Interestingly, when Russia seized the Crimea some Jewish commentators picked up on the Vilna Gaon prophecy (Vilna Gaon is a well-known 18th century Jewish teacher who predicted that when the Russians captured Crimea the time of the Messiah is imminent). But Crimea was taken by Russia back in 2014, with still no age of Messiah in sight. If nothing else, this is a demonstration of how identifying current events with religious traditions is not the sole preserve of Christianity.
A poor track record
This brings us to the crux of the matter, namely, the dangers of seeking to identify current events with biblical prophecy. Today’s sensational eschatology identifies Gog and Magog with Russia. But throughout the centuries it has been variously associated with the Goths, Moors, Huns, the Islamic empire, the Tartars, Spain and even the Pope. In each case, these interpretations have proved incorrect and it has been back to the drawing board.

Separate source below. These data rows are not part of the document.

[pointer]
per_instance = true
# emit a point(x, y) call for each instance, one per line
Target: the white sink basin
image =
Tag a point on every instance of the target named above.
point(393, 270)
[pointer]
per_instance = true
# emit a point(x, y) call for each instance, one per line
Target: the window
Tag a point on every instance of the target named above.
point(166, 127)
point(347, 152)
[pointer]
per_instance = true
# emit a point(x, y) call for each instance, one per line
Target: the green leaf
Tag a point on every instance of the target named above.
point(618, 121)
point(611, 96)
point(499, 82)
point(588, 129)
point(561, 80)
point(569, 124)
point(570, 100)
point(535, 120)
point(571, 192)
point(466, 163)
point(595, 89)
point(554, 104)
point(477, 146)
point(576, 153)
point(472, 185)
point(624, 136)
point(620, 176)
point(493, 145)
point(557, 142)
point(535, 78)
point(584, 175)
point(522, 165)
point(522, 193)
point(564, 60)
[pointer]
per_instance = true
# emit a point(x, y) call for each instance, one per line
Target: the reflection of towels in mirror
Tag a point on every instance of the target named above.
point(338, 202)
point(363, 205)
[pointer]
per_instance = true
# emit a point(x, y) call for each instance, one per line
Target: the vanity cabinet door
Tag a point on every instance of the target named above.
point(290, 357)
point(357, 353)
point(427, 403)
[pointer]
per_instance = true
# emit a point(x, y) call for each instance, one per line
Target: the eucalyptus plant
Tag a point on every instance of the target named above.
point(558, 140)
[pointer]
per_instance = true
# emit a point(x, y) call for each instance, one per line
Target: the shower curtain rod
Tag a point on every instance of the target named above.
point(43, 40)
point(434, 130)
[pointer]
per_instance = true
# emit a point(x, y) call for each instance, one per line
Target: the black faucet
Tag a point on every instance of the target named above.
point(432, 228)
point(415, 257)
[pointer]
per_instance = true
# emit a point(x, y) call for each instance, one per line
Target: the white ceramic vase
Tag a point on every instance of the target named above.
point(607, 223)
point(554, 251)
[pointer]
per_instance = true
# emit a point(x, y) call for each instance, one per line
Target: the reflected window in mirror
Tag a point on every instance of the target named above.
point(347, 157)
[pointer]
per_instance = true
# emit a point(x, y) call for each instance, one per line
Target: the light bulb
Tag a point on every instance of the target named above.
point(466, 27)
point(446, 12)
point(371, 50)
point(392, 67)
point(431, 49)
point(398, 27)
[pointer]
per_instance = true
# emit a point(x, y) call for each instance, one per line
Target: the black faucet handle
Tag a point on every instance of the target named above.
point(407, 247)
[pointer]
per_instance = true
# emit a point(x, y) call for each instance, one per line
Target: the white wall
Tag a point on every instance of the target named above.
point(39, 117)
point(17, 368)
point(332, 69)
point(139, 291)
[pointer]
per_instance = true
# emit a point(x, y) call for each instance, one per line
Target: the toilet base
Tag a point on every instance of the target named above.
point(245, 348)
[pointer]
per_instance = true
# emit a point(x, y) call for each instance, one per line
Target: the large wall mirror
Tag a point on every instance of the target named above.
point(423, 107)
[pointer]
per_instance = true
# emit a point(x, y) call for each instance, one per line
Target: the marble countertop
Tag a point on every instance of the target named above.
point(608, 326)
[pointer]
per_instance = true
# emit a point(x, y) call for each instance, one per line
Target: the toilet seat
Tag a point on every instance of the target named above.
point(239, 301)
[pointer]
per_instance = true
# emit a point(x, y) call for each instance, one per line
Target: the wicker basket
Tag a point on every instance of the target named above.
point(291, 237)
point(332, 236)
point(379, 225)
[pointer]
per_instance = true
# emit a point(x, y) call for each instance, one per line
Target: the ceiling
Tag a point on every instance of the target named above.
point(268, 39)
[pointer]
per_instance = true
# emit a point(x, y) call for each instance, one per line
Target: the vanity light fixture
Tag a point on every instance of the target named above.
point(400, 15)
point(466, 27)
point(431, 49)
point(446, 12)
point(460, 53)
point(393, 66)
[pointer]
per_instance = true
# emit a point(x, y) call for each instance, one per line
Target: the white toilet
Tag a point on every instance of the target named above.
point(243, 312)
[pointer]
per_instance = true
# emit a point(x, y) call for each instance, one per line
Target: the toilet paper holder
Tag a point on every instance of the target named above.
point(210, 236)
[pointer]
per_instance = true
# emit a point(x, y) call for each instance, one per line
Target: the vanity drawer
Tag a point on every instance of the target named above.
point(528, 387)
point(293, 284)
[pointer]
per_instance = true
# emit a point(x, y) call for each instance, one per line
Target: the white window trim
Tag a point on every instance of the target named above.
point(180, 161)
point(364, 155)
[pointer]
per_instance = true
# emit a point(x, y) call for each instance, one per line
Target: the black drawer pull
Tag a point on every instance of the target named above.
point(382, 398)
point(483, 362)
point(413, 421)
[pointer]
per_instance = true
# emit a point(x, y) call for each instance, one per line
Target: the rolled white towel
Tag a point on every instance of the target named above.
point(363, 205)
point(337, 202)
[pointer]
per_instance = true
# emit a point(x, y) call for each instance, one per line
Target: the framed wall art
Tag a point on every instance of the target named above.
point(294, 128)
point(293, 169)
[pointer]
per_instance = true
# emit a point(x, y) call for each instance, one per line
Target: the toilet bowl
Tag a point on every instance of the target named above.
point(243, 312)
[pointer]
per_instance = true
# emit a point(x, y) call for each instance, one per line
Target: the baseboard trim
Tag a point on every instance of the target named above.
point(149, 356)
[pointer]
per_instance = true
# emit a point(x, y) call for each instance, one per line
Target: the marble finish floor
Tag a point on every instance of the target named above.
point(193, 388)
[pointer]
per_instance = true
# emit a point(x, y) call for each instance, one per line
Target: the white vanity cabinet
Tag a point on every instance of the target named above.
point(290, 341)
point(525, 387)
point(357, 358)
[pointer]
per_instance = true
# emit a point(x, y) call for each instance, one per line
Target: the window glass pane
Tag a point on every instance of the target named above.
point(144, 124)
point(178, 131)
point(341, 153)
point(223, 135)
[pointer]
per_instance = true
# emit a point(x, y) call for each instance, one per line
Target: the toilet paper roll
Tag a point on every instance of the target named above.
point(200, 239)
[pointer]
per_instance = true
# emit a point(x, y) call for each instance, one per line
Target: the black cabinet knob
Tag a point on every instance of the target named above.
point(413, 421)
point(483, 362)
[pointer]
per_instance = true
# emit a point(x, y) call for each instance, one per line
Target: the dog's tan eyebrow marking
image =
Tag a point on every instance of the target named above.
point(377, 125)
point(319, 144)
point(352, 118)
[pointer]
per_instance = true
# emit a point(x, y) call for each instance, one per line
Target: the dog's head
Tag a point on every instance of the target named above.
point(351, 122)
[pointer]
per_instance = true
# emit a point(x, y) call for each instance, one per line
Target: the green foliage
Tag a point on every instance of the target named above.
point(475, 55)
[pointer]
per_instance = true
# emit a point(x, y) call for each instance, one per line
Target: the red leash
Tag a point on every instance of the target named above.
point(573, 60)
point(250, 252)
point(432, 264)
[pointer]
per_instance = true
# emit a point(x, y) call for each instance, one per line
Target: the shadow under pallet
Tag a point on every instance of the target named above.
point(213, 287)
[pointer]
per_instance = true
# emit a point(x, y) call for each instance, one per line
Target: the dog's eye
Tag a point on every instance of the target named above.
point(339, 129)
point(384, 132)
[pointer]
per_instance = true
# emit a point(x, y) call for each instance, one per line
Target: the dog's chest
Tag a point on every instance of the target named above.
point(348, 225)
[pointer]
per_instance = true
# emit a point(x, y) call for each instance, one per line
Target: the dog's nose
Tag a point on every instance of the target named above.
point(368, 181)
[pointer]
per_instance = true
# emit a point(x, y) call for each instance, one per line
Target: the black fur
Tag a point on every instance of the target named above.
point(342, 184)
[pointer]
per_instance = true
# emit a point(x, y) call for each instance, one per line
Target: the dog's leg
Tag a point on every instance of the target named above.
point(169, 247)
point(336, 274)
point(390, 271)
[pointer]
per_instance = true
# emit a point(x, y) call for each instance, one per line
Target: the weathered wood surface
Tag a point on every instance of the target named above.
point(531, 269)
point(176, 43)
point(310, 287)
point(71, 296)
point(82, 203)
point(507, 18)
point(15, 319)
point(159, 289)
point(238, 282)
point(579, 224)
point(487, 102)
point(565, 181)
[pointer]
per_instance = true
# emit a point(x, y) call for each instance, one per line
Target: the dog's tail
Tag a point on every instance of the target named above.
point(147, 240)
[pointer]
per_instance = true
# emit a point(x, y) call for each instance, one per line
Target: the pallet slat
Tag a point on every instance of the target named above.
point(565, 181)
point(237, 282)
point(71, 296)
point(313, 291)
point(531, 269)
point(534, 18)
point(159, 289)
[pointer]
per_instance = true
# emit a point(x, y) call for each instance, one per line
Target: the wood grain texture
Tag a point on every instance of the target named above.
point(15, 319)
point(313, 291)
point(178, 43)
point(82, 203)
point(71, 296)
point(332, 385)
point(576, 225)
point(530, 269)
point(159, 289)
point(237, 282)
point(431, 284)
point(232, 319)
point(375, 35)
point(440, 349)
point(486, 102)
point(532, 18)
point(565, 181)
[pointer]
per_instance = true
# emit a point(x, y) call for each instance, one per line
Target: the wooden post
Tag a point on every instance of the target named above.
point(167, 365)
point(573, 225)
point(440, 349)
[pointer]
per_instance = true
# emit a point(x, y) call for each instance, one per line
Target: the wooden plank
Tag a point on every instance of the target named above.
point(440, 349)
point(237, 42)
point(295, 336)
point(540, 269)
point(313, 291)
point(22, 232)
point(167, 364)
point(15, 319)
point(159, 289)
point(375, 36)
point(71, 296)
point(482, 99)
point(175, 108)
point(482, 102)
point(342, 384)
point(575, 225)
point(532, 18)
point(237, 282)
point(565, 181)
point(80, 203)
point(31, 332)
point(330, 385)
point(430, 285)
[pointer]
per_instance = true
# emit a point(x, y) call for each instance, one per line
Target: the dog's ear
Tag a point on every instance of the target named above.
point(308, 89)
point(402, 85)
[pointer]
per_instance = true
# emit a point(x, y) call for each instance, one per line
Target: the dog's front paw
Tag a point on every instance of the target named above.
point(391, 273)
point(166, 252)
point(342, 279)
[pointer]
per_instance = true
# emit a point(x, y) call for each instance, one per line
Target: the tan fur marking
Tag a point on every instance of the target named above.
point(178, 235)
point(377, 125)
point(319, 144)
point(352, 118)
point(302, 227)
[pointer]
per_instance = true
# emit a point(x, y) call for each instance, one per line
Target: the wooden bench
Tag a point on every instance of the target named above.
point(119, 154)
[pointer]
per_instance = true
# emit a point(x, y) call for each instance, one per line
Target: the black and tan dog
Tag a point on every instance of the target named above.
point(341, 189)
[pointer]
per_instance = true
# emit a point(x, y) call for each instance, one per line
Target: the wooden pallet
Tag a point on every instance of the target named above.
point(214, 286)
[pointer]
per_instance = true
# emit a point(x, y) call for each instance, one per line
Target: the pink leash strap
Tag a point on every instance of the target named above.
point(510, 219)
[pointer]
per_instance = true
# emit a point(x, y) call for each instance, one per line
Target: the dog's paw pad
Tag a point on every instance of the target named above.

One is reminded of the many erroneous predictions of the return of the Lord.
the Bible is not a commentary on current affairs and attempts to utilise it in this manner are often sensational and false
Biblical prophecy has an important role to play in the life of the believer, demonstrating how God is in control of events and human history. It also gives us hope for the future. Meanwhile, studying biblical prophecy enhances our understanding of scripture. Yet the Bible is not a commentary on current affairs and attempts to utilise it in this manner are often sensational and false, turning many believers away from studying biblical prophecy. This is a travesty because these prophecies were included in the Bible for a purpose and like the rest of scripture are “profitable for teaching, for reproof, for correction, and for training in righteousness” (2 Timothy 3:16, ESV).
It is best to avoid being dogmatic in identifying current events with biblical prophecy. We do not know how today’s scenario in the Ukraine will play out. It may become something much greater, global even, though that in itself is not proof it features in biblical prophecy (as two world wars testify). The infamous mystic Rasputin claimed to predict the future and bewitched the last Tsar of Russia and his family. His part-namesake, Putin, has arguably also bewitched some end times enthusiasts. Yet the war in Ukraine is a rapidly moving situation and bold eschatological claims made several weeks ago now appear somewhat less sure. It is wiser to wait, watch and continue to assess events in light of scripture and avoid dogmatic knee-jerk declarations.